Details, we can go to Baidu, some people on rm and truncate orders, specially tested, the truncate command on the disk IO,CPU load almost no impact.
Delete the script as follows

TRUNCATE=/usr/local/bin/truncatefor i in `seq 2194 -10 10 `; do   sleep 2  $TRUNCATE -s ${i}G /data/mysql/mytest/erp.ibd.hdlk donerm -rf /data/mysql/mytest/erp.ibd.hdlk ;

Starting at 2194G, each time you reduce 10G, stop for 2 seconds, continue until the file is only 10G, and then use rm the command to delete the remaining portions.

Other conditions

This refers to what to do if the database is deployed on Windows. This question, I come to answer, is actually not professional enough. Because I have never come across a production environment, MySQL is part of Windows. Assuming that there is a real encounter, Windows has a tool called mklink , is created under Windows to create a hard link lock, should be able to complete similar functions

Summarize

The content of this article, the development of small and medium-sized companies is relatively easy to meet. Because small and medium-sized companies do not have a professional DBA, they have to do anything to develop children's shoes. I hope you have something to gain.

Contact Us

The content source of this page is from Internet, which doesn't represent Alibaba Cloud's opinion; products and services mentioned on that page don't have any relationship with Alibaba Cloud. If the content of the page makes you feel confusing, please write us an email, we will handle the problem within 5 days after receiving your email.
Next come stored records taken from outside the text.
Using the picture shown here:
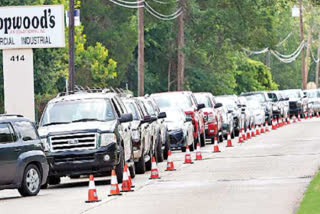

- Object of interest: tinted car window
[0,123,15,143]
[15,121,38,141]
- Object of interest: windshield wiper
[42,122,69,126]
[72,118,103,123]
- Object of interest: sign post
[0,5,65,121]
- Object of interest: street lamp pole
[68,0,75,92]
[299,0,307,89]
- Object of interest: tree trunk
[138,8,144,96]
[316,31,320,88]
[168,59,171,91]
[177,0,186,91]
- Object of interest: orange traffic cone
[86,175,100,203]
[184,145,193,164]
[241,128,246,142]
[227,132,233,147]
[121,164,133,192]
[166,150,175,171]
[238,129,243,143]
[149,155,160,180]
[251,125,256,137]
[247,126,251,140]
[260,123,264,134]
[127,164,135,188]
[256,126,260,135]
[265,121,270,132]
[108,169,122,196]
[213,137,220,153]
[196,143,202,160]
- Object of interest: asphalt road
[0,118,320,214]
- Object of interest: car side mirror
[151,116,158,122]
[186,115,192,122]
[214,103,222,109]
[119,114,133,123]
[158,112,167,119]
[141,115,151,123]
[197,103,206,110]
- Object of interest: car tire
[47,176,61,185]
[134,152,146,174]
[116,146,124,183]
[156,136,164,163]
[18,164,42,196]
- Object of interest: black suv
[0,115,49,196]
[38,90,135,185]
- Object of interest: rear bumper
[47,143,120,176]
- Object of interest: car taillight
[185,111,195,124]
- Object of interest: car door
[0,123,21,185]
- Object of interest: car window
[15,121,38,141]
[0,123,16,144]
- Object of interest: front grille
[289,102,297,109]
[50,133,97,152]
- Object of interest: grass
[297,172,320,214]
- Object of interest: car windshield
[305,91,320,98]
[284,91,301,99]
[195,94,212,108]
[40,99,115,126]
[154,93,192,109]
[125,102,140,120]
[243,94,266,103]
[216,97,236,110]
[165,109,185,122]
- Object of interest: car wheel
[116,146,124,183]
[18,164,42,196]
[134,152,146,174]
[47,176,61,185]
[156,136,163,163]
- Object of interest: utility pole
[316,31,320,88]
[299,0,307,89]
[177,0,186,91]
[304,27,312,84]
[68,0,75,92]
[138,2,144,96]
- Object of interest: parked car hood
[38,120,117,136]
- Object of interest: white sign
[3,49,35,121]
[0,5,65,49]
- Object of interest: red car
[194,92,222,143]
[151,91,206,146]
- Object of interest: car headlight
[100,133,117,146]
[41,137,49,152]
[131,130,140,142]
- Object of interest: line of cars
[0,88,320,196]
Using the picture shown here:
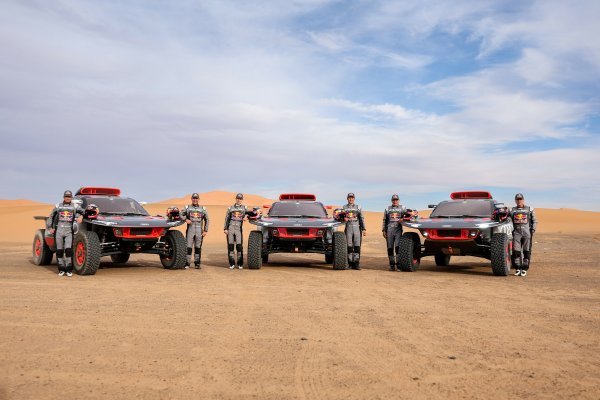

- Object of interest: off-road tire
[490,233,511,276]
[398,232,421,272]
[32,229,54,265]
[332,232,348,270]
[435,253,451,267]
[73,230,102,275]
[160,230,187,269]
[110,253,129,264]
[246,231,268,269]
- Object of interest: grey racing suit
[381,204,406,269]
[510,206,537,270]
[46,203,83,272]
[223,204,248,267]
[181,204,209,267]
[342,204,366,267]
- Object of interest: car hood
[250,217,342,228]
[84,214,185,228]
[402,218,508,229]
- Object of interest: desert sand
[0,192,600,399]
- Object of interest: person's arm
[46,205,58,233]
[202,207,210,235]
[358,207,367,235]
[530,208,537,233]
[223,207,231,233]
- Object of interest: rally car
[399,191,512,276]
[248,193,348,269]
[33,187,186,275]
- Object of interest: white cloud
[0,2,600,211]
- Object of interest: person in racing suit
[381,194,406,271]
[342,193,367,269]
[224,193,248,269]
[46,190,84,276]
[510,193,537,276]
[181,193,209,269]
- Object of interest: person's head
[346,193,354,204]
[63,190,73,204]
[515,193,525,207]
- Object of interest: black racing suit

If you find any instances of plagiarism from the community, please send an email to: info-contact@alibabacloud.com and provide relevant evidence. A staff member will contact you within 5 working days.

A Free Trial That Lets You Build Big!

Start building with 50+ products and up to 12 months usage for Elastic Compute Service

  • Sales Support

    1 on 1 presale consultation

  • After-Sales Support

    24/7 Technical Support 6 Free Tickets per Quarter Faster Response

  • Alibaba Cloud offers highly flexible support services tailored to meet your exact needs.